Sarah Susanka, architect and co-author with Marc Vassallo of the Not So Big House, says it took them a long time to work on their new book, Not So Big Remodeling, because of the complexity of the subject.

It’s easier for architects to work with a client on a new home, Susanka says, because for such projects the client’s scale of thinking is in rooms. In contrast, remodeling clients tend to focus on small details and identify specific solutions.

She hopes that her book helps readers to grasp that there is more to remodeling than the solution. “The solution is the end-point of the process,” she says, noting that the challenge for remodelers is when a homeowner comes to them with a solution — usually the most complicated and expensive — instead of working through the design to find the best fit for their lifestyle.

The book features 100 projects, and deliberately starts with a chapter about the remodel of the architect’s own home and ends with a chapter about the addition she designed for the same house. “I wanted to make sure people really grasped the small things you can do to make a house better and [ways to] rethink the existing house before I introduced the notion of how to add on,” she says.

In the book, Susanka includes checklists to help homeowners work through this incremental process.

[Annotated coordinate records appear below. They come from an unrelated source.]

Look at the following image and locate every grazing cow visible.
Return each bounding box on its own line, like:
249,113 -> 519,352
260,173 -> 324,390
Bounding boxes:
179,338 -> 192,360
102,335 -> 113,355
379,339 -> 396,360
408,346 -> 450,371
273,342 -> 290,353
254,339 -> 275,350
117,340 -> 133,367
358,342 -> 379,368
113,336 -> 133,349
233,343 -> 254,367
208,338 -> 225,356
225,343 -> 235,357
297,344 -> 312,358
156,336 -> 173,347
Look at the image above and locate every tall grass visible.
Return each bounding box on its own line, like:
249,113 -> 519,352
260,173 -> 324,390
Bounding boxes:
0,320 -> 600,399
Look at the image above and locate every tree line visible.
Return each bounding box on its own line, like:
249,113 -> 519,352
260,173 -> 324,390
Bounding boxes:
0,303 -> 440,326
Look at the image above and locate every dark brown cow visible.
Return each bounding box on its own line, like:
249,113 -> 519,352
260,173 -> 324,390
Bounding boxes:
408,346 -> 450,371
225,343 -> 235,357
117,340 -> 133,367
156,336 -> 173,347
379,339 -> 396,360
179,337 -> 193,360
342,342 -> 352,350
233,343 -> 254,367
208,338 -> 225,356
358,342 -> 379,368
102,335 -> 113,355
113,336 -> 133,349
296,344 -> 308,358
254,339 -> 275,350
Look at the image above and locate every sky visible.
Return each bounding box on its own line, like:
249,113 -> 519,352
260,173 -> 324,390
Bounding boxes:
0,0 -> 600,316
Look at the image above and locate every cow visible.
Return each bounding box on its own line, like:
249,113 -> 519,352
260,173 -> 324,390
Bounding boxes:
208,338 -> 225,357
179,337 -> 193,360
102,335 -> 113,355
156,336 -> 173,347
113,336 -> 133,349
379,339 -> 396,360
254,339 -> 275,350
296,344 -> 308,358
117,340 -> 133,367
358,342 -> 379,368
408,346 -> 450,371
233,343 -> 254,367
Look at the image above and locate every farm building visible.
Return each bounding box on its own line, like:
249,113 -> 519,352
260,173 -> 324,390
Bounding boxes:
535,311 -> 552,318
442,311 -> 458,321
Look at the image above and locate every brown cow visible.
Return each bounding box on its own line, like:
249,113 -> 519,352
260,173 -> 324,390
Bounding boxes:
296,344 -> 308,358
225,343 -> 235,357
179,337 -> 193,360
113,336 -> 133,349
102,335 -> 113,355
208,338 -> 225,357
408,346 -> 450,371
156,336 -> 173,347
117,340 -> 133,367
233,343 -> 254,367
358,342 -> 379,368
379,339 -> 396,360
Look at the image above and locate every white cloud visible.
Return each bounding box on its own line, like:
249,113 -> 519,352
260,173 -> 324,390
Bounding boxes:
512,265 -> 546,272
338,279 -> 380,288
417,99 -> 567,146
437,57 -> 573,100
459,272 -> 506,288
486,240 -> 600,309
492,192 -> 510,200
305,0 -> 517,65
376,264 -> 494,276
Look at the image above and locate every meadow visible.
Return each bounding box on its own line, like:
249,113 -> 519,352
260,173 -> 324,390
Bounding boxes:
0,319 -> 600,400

The architect also urges readers to consider energy-efficient improvements when remodeling. “If everyone who reads this book does an energy audit, it could save so much energy,” Susanka says. She encourages home­owners to educate themselves about energy-saving options and to provide an auditor with their budget.

Susanka says that remodelers who understand and adhere to the “not so big house” principles should add their information to the online Home Professionals directory at www.notsobighouse.com.